Now he is trying to turn HIS DISHONEST deal around and make YOU the dishonest one. Probably even believes it in his own mind. What a jerk wad! LOL
Ox:
And the ‘smear’ campaign Im SURE will begin (if it hasnt already)! I find this quite funny myself, basically because it doesnt have to be this way! Except, it DOES have to be this way…
Im getting it SMACKED right on my head today…Our relationship was NOT about caring, love, commitment, etc. I was a means to an end for him. His goal is to have POWER OVER someone, anyone! I seem to be a ‘good one’ to try and get it over because I have ALWAYS put up a good fight. WOW…WOW…WOW…how sick this all is!
You did TELL ME he had not intention of paying the bill…RIGHT ON!! Wholly shit! He’s pathetically stupid at this point though, cause, well hes SO obvious with his tactics! Right, he would have cancelled it immediately, except that would have cut the connection, uh huh! And now that the bill is getting a little high, HE surely doesnt want to pay for it because HE hasnt even used the service. Thats right too…all the ‘things’ I have (dog, cable, decorations, etc) which HE bought saying they were for ME were just the opposite. They were for HIM at MY cost! What a god damn jackass!
I dont doubt his dellusions though! His lies are very real to him on some level, however, at some point he usually will ‘admit’ to what he was trying to do.
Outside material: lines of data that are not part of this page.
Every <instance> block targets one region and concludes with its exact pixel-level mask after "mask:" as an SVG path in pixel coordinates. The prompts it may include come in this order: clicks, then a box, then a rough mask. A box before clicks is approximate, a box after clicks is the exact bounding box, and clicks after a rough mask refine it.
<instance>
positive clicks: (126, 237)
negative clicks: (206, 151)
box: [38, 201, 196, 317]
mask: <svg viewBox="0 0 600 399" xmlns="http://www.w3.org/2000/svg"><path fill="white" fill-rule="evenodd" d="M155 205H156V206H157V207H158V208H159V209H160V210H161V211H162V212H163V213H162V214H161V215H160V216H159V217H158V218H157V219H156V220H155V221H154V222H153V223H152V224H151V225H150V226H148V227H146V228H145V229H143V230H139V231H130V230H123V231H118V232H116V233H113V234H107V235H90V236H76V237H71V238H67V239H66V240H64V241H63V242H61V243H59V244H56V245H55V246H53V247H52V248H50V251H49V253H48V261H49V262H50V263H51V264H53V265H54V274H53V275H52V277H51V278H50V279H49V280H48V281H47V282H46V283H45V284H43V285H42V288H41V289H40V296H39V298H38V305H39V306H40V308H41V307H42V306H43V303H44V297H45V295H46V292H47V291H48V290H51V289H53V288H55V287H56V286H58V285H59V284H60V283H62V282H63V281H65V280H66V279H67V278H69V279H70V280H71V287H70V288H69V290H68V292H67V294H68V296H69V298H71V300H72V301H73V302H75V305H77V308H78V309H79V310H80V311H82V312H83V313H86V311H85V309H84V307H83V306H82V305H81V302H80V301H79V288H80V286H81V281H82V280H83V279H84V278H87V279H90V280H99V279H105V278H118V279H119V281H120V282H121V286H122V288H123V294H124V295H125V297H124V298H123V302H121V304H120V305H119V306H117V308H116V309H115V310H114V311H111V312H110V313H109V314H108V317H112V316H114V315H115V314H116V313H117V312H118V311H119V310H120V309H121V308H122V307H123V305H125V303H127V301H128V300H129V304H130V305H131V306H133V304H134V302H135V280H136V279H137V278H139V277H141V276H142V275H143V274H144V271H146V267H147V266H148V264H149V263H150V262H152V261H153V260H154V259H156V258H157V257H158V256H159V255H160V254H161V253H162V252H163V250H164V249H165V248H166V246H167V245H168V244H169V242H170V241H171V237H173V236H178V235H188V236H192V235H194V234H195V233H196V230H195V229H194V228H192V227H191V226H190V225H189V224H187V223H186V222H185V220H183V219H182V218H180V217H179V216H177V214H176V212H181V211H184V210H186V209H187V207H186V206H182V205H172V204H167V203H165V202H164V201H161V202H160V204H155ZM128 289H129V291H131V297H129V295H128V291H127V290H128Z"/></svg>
Right now though, I AM a dishonest, bad person (which is polar opposite of what I actually am and he KNOWS it)…unfortunately for him, IM NO PUSHOVER…so, he cant bully me into doign what he wants so he will try and GUILT me into it, knowing I DO have guilt BECAUSE I am a good person and honest!
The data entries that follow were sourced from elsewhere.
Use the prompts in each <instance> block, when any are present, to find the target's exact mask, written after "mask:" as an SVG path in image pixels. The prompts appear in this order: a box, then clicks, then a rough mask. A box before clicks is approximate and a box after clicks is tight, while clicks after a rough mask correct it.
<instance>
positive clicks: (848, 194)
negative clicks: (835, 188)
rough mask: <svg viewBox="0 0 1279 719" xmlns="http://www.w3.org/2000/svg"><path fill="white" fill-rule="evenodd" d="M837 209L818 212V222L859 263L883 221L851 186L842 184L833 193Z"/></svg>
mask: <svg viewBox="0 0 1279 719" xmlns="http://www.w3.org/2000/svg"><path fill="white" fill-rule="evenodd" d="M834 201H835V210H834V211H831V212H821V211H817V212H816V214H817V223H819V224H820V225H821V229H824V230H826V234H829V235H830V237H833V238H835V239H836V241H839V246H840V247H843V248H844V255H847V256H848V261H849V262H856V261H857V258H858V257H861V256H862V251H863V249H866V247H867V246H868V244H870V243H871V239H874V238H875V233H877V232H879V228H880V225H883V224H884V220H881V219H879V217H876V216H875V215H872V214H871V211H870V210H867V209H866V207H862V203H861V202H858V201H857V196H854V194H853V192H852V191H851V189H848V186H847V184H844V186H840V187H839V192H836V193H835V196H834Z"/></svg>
WOW!!! Mind games galore…I hate him
it was good to see this get raised, i hadn’t read this article before. my therapist has told me, in my situation, it was circumstance and i need to remind myself that. i was very vulnerable because i was unemployed for the first time in my life and was terrified about losing my independence. my spath picked up on that floating feeling, i’m sure of that. once i was working again, getting back my confidence, he threw me away like a used tissue.
Dear R-babe,
It wasn’t much of a stretch to figure out that he would not pay the bill and that it was a ruse to keep a “reason” for contact…that move is in the “Psychopath’s play book, page 104, paragraph 2” LOL So many times they are so transparent it is silly. LITERALLY SILLY on such a small scale—no big deal really, a couple of hundred bucks and it is HIS CREDIT he is ruining, but the thing is, my guess is that HE HAS BAD CREDIT ANYWAY…what ya wanna bet??? LOL
Of course when comcast comes to get their equipment it will be a small pain in the butt for you to arrange to take off work and be there to let them in….another inconvenience for YOU for his “stuff”—LOL but
BLOCK his texting ability even if it means that you have to change phone numbers….change your e mail addy or block him if you can. It just isn’t worth the irritation to hear from them.
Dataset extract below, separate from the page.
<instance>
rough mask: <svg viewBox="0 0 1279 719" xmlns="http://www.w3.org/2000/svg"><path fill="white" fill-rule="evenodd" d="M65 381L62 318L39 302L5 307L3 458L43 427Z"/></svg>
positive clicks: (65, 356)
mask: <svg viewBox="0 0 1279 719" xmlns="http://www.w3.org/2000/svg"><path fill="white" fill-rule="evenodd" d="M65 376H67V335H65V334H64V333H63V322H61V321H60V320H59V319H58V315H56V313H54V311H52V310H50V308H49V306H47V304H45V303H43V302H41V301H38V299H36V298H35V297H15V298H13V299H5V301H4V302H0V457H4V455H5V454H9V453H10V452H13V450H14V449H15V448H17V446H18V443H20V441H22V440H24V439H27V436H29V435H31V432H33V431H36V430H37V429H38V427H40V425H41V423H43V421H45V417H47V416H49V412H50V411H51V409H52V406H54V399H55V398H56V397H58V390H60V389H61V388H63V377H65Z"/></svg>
Once you’ve seen one slime bucket they all pretty much are the same.
Ox:
Thats how I feel! Like this is ‘silly’ behavior…childish games that I remember playing in like 7th grade. His credit is shit too. I just wonder what other ‘reasons’ are he feels he has to have contact with me at this point. Kinda like…”ok, so the comcast will be shut off and that should be it for our ‘connections’. Ut ohhhh, what about the dog?”
As far as comcast goes, I dont really care about the inconvenience because his account will continue to get charged until I give the stuff back. I could EASILY go with another service provider and continue to accru a balance on HIS account…ohhh, vindictive!
This is kinda a blurr still, meaning how things went from good to bad and what happened…was it the move in, was it the fact I expected him to pay bills? Im always so leary to think of ‘rational’ reasons for him leaving as he CLEARLY is irrational. I have a hard time saying to myself “he is the lie”…”nothing he says is true.’